There are no publications that have demonstrated economic value for ankylosing spondylitis (AS) treatments in Indonesia. Cost per responder (CPR) is a lean method of economic evaluation. We estimated CPR from Indonesia's health system perspective following AS treatment with secukinumab relative to adalimumab, golimumab, and infliximab. In the absence of head-to-head trials, a comparative evidence analysis was conducted in the form of matching-adjusted indirect comparison (MAIC) to estimate the response rate of various competing treatment options against secukinumab. This was followed by a CPR analysis that compared the cost per patient for a defined response level.
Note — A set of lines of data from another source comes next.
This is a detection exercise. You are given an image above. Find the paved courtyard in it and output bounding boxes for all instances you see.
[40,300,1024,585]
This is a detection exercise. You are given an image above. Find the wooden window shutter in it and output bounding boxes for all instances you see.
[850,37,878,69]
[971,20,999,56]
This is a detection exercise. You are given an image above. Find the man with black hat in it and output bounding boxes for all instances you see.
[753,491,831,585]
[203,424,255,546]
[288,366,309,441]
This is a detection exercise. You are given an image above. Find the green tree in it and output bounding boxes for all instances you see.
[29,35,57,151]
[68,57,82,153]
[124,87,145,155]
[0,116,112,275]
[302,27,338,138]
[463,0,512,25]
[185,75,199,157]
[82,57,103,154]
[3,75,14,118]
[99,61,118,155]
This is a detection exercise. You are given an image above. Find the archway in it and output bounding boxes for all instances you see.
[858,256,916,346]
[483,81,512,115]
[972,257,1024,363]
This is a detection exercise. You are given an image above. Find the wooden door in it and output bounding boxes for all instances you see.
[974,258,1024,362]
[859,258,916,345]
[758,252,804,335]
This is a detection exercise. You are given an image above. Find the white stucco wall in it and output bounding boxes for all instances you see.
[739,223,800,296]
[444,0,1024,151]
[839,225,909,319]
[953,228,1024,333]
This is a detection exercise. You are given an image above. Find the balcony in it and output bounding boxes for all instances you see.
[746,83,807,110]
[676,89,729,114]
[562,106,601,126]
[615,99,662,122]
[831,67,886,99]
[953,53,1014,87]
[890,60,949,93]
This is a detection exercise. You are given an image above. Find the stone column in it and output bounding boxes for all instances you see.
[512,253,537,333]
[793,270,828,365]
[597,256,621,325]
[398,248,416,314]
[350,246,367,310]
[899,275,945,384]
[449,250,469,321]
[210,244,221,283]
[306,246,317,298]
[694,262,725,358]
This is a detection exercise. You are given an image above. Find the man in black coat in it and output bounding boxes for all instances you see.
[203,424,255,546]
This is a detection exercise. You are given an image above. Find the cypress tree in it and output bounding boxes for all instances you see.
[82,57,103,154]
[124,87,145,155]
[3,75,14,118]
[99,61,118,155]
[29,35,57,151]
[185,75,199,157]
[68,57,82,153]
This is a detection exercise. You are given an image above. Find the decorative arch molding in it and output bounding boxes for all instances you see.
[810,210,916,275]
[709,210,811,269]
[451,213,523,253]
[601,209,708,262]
Based on MAIC, patients on secukinumab had higher Assessment in Spondyloarthritis International Society (ASAS) 20 response (improvement of ≥ 20% and ≥ 1 unit in at least three domains on a scale of 10 and no worsening of ≥ 20% and ≥ 1 unit in remaining domain on a scale of 10) and ASAS40 response (improvement of ≥ 40% and ≥ 2 units in at least three domains on a scale of 10 and no worsening at all in remaining domain) versus those on adalimumab, golimumab, and infliximab at week 24. The cost per ASAS20 at week 24 for secukinumab was 75% lower than adalimumab, 65% lower than golimumab, and 80% lower than infliximab. The cost per ASAS40 at week 24 for secukinumab was 77% lower than adalimumab, 67% lower than golimumab, and 83% lower than infliximab. Secukinumab dominated adalimumab, golimumab, and infliximab at week 24 and adalimumab at week 52, by being more efficacious at lower cost. Threshold analysis revealed that substantial reduction in efficacy or increase in cost of secukinumab would make secukinumab not cost effective, indicating the robustness of the results. This study demonstrated that if AS patients in Indonesia were treated with secukinumab instead of comparator therapies, more patients could be treated, and more patients would reach response to treatment for the same budget.